As the crowds and violence on Lenox Avenue intensified, the disorder on 7th Avenue south of 125th Street abated. An attack on a car containing a white woman named Betty Willcox that stopped on 7th Avenue at 125th Street likely took place around this time. Vehicles driving through Harlem were not having objects thrown at them to the extent that Fred Campbell had experienced earlier nor was the noise of breaking glass and gunfire as loud. It was only when the man driving stopped the car at 125th street so he could get cigarettes that Willcox noticed stores in the area had been damaged, and their stock strewn across the street. She then heard gunshots, and saw a white man pursed by a crowd of black men, some of whom caught and beat him. When they saw Willcox, they came toward her, surrounding the car, pounding on it and screaming threats at her. She frantically honked the horn, attracting the attention of a group of uniformed and plainclothes police who "with big clubs swinging, dashed up and began to strike out at random and shoot in the air." The police then formed a cordon around the car while the crowd milled around before slowly dispersing. When the man with her returned, he drove them away from the disorder.

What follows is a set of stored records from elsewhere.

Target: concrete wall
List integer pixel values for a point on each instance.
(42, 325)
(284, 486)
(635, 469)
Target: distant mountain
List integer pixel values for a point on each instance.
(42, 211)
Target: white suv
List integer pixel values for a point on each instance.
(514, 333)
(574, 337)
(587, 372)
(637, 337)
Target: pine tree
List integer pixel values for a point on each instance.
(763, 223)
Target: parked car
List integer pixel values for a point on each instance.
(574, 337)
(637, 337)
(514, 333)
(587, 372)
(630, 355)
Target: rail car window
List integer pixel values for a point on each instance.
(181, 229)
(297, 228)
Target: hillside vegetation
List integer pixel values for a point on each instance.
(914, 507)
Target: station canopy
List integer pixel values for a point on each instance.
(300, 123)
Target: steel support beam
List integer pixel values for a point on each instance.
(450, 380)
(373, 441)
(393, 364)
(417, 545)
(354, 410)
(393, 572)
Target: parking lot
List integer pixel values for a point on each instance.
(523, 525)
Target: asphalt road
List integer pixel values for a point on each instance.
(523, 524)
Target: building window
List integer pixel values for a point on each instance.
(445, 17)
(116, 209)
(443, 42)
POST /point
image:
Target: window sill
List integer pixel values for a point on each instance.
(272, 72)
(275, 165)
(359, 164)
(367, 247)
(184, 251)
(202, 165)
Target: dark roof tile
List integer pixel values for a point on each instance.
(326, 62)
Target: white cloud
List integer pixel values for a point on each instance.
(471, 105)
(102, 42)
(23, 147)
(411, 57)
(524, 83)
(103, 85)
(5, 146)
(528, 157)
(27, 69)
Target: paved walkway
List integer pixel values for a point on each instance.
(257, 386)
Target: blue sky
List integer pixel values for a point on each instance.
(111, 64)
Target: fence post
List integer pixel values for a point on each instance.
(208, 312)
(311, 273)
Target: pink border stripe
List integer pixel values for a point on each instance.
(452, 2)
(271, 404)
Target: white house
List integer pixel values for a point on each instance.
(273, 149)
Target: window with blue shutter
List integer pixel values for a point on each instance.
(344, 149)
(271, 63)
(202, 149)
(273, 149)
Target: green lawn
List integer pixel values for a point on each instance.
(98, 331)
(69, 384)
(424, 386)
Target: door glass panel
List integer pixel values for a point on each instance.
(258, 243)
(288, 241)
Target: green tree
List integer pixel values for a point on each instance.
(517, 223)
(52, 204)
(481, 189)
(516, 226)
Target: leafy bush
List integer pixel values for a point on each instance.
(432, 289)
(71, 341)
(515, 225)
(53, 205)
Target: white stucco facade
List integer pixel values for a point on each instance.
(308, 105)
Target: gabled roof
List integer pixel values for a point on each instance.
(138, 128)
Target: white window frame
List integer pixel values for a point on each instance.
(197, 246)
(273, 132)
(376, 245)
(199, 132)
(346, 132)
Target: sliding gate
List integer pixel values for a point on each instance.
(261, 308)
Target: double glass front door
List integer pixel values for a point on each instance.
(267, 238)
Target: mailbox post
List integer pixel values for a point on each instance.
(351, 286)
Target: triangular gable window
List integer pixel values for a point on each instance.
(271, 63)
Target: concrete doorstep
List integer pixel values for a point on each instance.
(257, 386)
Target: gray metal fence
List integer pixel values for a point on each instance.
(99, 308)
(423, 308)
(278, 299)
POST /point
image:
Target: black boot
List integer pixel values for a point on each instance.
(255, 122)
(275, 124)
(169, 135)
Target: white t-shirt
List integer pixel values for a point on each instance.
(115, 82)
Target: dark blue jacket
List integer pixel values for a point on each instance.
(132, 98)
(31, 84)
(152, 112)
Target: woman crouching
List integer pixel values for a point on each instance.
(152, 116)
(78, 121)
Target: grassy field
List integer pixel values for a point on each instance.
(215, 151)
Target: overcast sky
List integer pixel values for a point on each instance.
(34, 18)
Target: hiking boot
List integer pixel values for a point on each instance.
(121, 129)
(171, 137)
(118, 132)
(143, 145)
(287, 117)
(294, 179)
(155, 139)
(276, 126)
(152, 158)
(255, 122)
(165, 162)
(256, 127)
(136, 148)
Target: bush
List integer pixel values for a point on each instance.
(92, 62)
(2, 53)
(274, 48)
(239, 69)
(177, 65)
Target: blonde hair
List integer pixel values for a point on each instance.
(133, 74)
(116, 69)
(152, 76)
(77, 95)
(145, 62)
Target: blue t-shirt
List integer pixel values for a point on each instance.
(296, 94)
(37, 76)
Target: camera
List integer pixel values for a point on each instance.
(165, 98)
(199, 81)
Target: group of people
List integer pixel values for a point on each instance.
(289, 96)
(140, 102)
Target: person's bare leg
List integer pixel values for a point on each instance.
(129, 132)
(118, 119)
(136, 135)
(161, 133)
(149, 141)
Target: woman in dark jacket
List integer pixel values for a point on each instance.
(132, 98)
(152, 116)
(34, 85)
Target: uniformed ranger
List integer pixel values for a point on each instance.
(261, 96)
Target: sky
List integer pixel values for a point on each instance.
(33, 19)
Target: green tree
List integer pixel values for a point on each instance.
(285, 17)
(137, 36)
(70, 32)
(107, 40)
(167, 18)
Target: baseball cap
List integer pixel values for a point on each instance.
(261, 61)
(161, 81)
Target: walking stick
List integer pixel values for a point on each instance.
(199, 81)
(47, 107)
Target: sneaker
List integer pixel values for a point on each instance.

Willcox’s account may not be entirely reliable; it was certainly sensationalized by the New York Evening Journal, the only source to report it, in the form of a first-person account accompanied by a photograph of a smiling Willcox jauntily sitting on the corner of a desk, her legs crossed and her hands on her hips. Nonetheless, the only reported incident on 7th Avenue around 1:00 AM was in keeping with the relative calm she encountered. The circumstances in which Patrolman William Clements arrested Edward Larry indicated police were not rushing to respond to outbreaks of violence as they had been. He stopped a taxi in which he saw the twenty-six-year-old black laborer and found he had a box containing eight shirts, with a value of $12. Larry explained that he had found the shirts on the street at West 129th Street and Lenox Avenue and was returning to the Salvation Army shelter where he lived at 224 West 124th Street, behind Kress' store. The patrolmen was not satisfied by that explanation and took Larry to the 28th Precinct for further questioning. Clements later found evidence to support his suspicion. Morris Towbin, still at the precinct having come to report the robbery of his haberdashery store several hours earlier, identified Larry as one of the men who robbed him.

If the violence on 7th Avenue had ebbed, it may have been that some of those on the street were moving to extend their attacks to the area around West 116th Street. Violence would soon break out there, ending the temporary lull in the disorder on 7th Avenue.